Statement von Georg HiltnerWas mich bewegt: Wir lernen
Abstand nehmen und Haltung bewahren: Es hat gedauert, bis das Gebot der Stunde in den Köpfen und auf den Straßen angekommen ist. Genauer gesagt, musste aus dem Gebot erst ein Verbot werden, um auch wirklich befolgt zu werden. Das scheint bedauerlich, ist aber kein Anlass für Kulturpessimismus. Der Mensch ist nun einmal ein Wesen von begrenzter Rationalität und die Fähigkeit zur Solidarität ist ihm keineswegs angeboren. Solidarität setzt ein gemeinschaftliches Bewusstsein voraus, ist eine Art soziale Vernunft, die man erlernen, einüben und vor allem ausüben muss.

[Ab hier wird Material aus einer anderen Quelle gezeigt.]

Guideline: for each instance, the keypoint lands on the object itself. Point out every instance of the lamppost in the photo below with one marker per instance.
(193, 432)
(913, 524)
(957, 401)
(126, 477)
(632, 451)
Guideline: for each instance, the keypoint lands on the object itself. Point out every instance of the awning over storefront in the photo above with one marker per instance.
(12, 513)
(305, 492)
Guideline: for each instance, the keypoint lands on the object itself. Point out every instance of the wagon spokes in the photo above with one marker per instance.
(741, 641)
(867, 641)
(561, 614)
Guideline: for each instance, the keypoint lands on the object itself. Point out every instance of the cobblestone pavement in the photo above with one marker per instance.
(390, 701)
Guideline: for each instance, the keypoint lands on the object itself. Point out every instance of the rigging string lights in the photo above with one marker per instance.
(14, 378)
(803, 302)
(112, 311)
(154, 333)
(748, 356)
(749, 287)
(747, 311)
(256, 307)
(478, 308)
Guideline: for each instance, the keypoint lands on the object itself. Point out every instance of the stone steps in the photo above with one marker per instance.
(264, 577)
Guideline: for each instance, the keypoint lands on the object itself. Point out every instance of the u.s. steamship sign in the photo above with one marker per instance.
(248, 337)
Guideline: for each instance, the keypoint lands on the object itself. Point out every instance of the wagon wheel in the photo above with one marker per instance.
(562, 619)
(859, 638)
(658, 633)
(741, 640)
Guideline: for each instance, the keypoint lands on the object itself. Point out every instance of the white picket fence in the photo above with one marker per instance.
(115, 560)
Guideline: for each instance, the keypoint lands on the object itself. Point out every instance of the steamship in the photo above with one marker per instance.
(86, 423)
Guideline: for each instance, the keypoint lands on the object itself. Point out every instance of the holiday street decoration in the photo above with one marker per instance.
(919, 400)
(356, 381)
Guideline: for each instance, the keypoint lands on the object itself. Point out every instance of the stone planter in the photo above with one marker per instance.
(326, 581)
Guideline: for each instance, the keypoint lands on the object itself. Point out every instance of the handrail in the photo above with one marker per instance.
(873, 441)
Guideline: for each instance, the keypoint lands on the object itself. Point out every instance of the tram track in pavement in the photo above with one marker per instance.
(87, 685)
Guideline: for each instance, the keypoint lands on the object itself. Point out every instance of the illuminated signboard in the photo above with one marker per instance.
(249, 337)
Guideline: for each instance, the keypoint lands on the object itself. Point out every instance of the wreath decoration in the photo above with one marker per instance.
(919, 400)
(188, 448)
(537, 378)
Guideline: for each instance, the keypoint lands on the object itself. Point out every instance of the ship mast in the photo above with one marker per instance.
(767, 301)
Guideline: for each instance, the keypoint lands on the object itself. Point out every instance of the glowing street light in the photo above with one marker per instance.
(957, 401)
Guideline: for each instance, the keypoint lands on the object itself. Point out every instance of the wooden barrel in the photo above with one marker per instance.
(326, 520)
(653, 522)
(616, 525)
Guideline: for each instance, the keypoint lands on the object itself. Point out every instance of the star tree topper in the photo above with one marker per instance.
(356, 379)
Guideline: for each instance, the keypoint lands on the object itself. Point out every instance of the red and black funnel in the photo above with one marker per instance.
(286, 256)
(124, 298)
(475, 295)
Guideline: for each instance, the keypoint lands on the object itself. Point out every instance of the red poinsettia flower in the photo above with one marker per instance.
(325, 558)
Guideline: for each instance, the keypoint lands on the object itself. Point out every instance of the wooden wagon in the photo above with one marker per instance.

Nicht nur in der jetzigen Situation ist jeder auf diese Solidarität angewiesen. Wir erfahren uns als Menschen und damit in unserer Verletzlichkeit und Abhängigkeit von unserem sozialen Umfeld und einem funktionierenden Gemeinwesen. Wir lernen uns derzeit also noch genauer kennen, die eigenen Schwächen und die Schwachstellen im System, aber auch die Möglichkeiten, die wir haben, und der gute Wille, der in uns und anderen steckt. Vor allem aber lernen wir, dass dieses „Wir“ wirklich jeden miteinschließt, also völlig unabhängig von Alter, Beruf, Herkunft oder sozialem Status.
Ziehen wir die richtigen Schlüsse daraus und üben wir weiter das Menschsein. Dann werden wir nicht nur die Pandemie schneller und besser überstehen, sondern auch an echtem Selbstbewusstsein gewinnen für das, was das Leben nun einmal ist: eine existenzielle Herausforderung.